Coverage gaps (open work)¶

autonomath.db tools (16) are NOT yet in gold.yaml — V1 launch ships shape-only checks. Adding gold queries for search_tax_incentives / search_certifications / intent_of / reason_answer is post-launch work (P5-P6).
Cross-dataset glue (trace_program_to_law, find_cases_by_law, combined_compliance_check) — only one cross_* query exists.
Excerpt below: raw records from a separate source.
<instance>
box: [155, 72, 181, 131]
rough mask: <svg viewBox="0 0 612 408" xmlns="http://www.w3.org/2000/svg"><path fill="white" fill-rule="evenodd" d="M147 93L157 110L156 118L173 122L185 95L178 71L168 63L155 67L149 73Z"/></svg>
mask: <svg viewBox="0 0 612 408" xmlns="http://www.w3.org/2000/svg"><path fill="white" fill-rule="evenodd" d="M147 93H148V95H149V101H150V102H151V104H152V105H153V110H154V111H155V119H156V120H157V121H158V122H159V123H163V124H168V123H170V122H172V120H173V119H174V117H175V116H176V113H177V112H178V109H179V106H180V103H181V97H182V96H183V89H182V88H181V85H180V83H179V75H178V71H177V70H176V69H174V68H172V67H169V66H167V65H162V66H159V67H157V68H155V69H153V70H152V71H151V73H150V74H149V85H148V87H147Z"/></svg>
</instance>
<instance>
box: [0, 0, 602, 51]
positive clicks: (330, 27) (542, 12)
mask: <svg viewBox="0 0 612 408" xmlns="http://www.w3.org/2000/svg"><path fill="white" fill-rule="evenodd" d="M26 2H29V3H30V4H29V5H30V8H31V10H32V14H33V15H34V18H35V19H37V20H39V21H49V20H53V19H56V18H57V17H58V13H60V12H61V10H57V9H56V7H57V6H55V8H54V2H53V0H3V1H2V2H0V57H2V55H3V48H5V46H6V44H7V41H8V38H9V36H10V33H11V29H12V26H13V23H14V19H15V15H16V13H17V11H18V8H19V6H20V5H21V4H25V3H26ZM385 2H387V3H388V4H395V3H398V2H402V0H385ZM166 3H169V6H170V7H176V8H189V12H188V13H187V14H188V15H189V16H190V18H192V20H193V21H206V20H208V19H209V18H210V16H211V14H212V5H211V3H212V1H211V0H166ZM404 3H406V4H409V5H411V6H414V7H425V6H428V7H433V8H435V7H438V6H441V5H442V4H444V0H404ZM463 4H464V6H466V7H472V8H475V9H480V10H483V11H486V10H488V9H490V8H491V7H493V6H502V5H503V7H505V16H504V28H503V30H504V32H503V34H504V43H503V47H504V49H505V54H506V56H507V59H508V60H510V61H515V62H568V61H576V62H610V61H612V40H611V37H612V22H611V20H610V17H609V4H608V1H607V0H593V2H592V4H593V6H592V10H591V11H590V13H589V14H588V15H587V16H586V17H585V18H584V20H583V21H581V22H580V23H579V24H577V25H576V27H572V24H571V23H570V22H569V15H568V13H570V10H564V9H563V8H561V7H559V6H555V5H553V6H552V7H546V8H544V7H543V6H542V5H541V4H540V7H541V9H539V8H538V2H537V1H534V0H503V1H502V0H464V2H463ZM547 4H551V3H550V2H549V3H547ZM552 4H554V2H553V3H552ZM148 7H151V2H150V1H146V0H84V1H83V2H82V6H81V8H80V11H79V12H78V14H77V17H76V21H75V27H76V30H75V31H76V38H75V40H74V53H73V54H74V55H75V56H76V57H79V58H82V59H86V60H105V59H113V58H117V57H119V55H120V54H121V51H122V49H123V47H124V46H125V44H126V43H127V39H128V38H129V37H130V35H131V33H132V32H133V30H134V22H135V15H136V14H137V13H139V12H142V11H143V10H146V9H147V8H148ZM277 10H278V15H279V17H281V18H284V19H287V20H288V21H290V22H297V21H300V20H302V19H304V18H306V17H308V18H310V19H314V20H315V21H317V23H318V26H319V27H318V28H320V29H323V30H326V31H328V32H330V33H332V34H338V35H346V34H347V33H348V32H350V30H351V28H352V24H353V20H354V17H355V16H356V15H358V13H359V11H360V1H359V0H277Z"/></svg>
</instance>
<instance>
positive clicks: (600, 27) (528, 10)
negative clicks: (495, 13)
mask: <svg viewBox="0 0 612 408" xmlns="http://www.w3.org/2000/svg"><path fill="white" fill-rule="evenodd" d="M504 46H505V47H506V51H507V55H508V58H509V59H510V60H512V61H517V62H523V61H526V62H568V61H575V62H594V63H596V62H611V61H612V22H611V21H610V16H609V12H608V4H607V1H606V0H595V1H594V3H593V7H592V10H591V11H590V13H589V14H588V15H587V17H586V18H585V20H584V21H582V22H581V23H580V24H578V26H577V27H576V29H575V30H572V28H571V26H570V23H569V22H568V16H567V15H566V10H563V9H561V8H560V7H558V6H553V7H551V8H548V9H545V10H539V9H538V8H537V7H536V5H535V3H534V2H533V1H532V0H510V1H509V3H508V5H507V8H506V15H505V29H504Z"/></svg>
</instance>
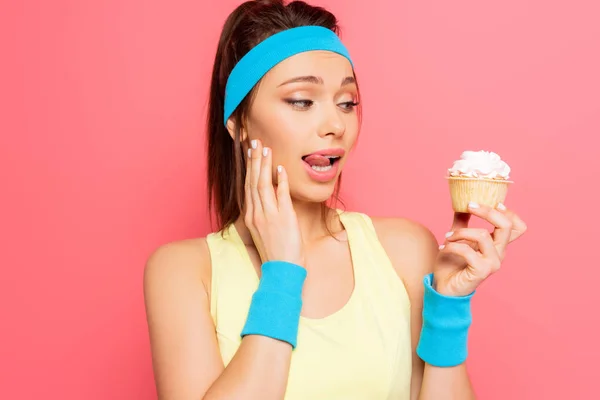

Expanding to 5+ is P5.
answer() aggregator — not in 55-tool count yet, gold suite excludes it.

Honesty constraints¶

This table reflects the current snapshot. We commit gold.yaml regenerated runs, not optimistic numbers.
Tier=X is excluded from every search path. it_001_donyu_subsidy has a forbidden_ids: [UNI-158e0bb965] to enforce this — silent inclusion of quarantined rows = trust kill.
source_fetched_at semantics: rendered as 「出典取得」 (when we last fetched), never as 「最終更新」 (which would imply we verified currency). Documented in CLAUDE.md under "Common gotchas".

Auto-generated discussion of the 79-query gold suite, distilled from evals/gold.yaml (last regenerated 2026-04-25). For per-query expected IDs and notes, read the YAML directly.